CUDA unified memory and Windows 10

1k Views Asked by At

While using CudaMallocManaged() to allocate an array of structs with arrays inside, I'm getting the error "out of memory" even though I have enough free memory. Here's some code that replicates my problem:

#include <iostream>
#include <cuda.h>

#define gpuErrchk(ans) { gpuAssert((ans), __FILE__, __LINE__); }
inline void gpuAssert(cudaError_t code, const char *file, int line, bool abort=true)
{
   if (code != cudaSuccess) 
   {
      fprintf(stderr,"GPUassert: %s %s %d\n", cudaGetErrorString(code), file, line);
      if (abort) exit(code);
   }
}

#define N 100000
#define ARR_SZ 100

struct Struct
{
    float* arr;
};

int main()
{
    Struct* struct_arr;

    gpuErrchk( cudaMallocManaged((void**)&struct_arr, sizeof(Struct)*N) );
    for(int i = 0; i < N; ++i)
        gpuErrchk( cudaMallocManaged((void**)&(struct_arr[i].arr), sizeof(float)*ARR_SZ) ); //out of memory...

    for(int i = 0; i < N; ++i)
        cudaFree(struct_arr[i].arr);
    cudaFree(struct_arr);

    /*float* f;
    gpuErrchk( cudaMallocManaged((void**)&f, sizeof(float)*N*ARR_SZ) ); //this works ok
    cudaFree(f);*/

    return 0;
}

There doesn't seem to be a problem when I call cudaMallocManaged() once to allocate a single chunk of memory, as I'm showing in the last piece of commented code.

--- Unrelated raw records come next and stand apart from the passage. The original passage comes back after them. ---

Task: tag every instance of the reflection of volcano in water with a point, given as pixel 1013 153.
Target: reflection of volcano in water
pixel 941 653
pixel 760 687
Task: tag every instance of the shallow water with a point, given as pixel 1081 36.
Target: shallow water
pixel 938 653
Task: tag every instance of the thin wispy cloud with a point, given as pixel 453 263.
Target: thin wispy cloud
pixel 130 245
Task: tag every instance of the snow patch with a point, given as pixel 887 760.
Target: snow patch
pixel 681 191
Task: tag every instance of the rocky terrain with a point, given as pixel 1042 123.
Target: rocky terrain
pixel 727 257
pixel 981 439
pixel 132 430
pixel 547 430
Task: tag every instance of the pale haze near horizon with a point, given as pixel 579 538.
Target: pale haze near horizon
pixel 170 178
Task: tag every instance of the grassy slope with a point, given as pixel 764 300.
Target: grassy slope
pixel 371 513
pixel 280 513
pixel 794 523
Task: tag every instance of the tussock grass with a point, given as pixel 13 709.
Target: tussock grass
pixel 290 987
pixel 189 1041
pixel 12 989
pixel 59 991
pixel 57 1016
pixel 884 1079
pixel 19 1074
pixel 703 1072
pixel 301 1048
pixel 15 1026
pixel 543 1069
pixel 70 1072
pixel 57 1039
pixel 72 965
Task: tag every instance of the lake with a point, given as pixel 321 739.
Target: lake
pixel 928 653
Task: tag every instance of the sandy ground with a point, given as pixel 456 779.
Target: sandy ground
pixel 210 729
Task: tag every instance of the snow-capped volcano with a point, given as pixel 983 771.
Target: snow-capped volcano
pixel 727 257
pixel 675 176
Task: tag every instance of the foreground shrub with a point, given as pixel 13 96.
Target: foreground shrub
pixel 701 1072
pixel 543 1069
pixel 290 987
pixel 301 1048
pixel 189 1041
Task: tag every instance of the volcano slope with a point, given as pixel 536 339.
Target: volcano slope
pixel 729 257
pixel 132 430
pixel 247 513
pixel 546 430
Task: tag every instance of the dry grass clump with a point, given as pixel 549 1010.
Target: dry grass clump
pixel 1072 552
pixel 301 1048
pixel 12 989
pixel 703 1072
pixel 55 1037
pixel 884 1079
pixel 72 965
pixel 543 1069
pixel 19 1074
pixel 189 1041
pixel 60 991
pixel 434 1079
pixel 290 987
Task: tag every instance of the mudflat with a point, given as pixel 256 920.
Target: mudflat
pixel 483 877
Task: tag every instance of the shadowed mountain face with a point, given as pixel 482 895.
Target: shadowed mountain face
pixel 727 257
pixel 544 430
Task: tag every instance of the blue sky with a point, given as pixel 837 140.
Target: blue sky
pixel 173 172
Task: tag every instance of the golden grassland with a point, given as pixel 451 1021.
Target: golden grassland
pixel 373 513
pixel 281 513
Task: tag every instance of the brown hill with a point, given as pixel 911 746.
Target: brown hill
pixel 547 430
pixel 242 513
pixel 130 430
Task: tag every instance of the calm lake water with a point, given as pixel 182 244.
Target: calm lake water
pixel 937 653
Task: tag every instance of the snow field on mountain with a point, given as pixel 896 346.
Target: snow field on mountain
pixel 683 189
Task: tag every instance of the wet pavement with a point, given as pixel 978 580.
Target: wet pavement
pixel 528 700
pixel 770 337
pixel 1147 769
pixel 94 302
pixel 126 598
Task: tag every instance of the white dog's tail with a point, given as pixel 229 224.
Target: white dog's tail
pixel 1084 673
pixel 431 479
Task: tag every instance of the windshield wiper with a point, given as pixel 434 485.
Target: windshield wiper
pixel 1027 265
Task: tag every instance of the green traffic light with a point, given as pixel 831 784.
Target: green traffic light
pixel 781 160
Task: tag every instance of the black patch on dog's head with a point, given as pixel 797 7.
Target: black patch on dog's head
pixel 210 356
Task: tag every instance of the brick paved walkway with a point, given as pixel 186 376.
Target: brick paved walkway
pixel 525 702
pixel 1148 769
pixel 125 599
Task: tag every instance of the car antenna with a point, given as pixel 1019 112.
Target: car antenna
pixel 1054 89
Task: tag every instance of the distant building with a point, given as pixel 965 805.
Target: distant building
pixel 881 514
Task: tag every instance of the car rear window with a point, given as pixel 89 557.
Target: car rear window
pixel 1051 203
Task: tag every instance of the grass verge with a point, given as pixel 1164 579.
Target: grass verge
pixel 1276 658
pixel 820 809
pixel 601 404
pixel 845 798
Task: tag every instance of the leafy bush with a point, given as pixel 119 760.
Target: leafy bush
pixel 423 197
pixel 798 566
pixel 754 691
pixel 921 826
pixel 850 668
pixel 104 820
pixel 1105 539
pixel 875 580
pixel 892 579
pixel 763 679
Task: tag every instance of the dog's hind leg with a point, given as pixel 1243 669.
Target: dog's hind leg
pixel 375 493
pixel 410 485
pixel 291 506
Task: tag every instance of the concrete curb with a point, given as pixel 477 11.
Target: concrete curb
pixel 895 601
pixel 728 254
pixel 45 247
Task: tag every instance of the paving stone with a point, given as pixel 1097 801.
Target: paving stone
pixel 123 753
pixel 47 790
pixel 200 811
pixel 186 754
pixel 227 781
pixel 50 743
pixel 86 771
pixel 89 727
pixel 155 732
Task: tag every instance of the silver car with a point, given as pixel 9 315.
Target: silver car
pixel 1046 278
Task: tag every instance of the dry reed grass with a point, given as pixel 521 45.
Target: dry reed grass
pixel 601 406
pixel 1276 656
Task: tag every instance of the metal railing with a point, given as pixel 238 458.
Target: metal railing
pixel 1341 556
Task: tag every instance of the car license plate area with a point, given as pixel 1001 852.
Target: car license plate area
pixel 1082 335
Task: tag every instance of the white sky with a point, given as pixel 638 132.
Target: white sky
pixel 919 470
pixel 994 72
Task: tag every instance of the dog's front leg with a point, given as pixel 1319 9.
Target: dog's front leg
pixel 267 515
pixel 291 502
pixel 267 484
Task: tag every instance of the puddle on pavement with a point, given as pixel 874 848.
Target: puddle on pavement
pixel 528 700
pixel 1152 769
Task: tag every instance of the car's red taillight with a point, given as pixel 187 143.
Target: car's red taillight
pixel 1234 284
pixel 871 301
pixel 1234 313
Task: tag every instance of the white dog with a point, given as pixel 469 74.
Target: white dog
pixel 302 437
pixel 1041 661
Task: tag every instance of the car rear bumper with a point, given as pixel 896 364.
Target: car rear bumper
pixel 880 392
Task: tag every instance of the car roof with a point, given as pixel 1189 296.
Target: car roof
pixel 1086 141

I have a GeForce GTX 1070 Ti, and I'm using Windows 10. A friend tried to compile the same code in a PC with Linux and it worked correctly, while it had the same issue in another PC with Windows 10. WDDM TDR is deactivated. Any help would be appreciated. Thanks.

1

There are 1 best solutions below

8
On BEST ANSWER

There is an allocation granularity.

This means that if you ask for 1 byte, or 400 bytes, what is actually used up is something like 4096 65536 bytes. So a bunch of very small allocations will actually use up memory at a much faster rate than what you would predict based on the requested allocation size. The solution is to not make very small allocations, but instead to allocate in larger chunks.

An alternative strategy here would also be to flatten your allocation, and carve out pieces from it for each of your arrays:

#include <iostream>
#include <cstdio>

#define gpuErrchk(ans) { gpuAssert((ans), __FILE__, __LINE__); }
inline void gpuAssert(cudaError_t code, const char *file, int line, bool abort=true)
{
   if (code != cudaSuccess)
   {
      fprintf(stderr,"GPUassert: %s %s %d\n", cudaGetErrorString(code), file, line);
      if (abort) exit(code);
   }
}

#define N 100000
#define ARR_SZ 100

struct Struct
{
    float* arr;
};

int main()
{
    Struct* struct_arr;
    float* f;

    gpuErrchk( cudaMallocManaged((void**)&struct_arr, sizeof(Struct)*N) );
    gpuErrchk( cudaMallocManaged((void**)&f, sizeof(float)*N*ARR_SZ) );
    for(int i = 0; i < N; ++i)
        struct_arr[i].arr = f+i*ARR_SZ;
    cudaFree(struct_arr);
    cudaFree(f);

    return 0;
}

ARR_SZ divisible by 4 means the various created pointers can also be up-cast to larger vector types e.g. float2 or float4, if your use had any intention of doing that.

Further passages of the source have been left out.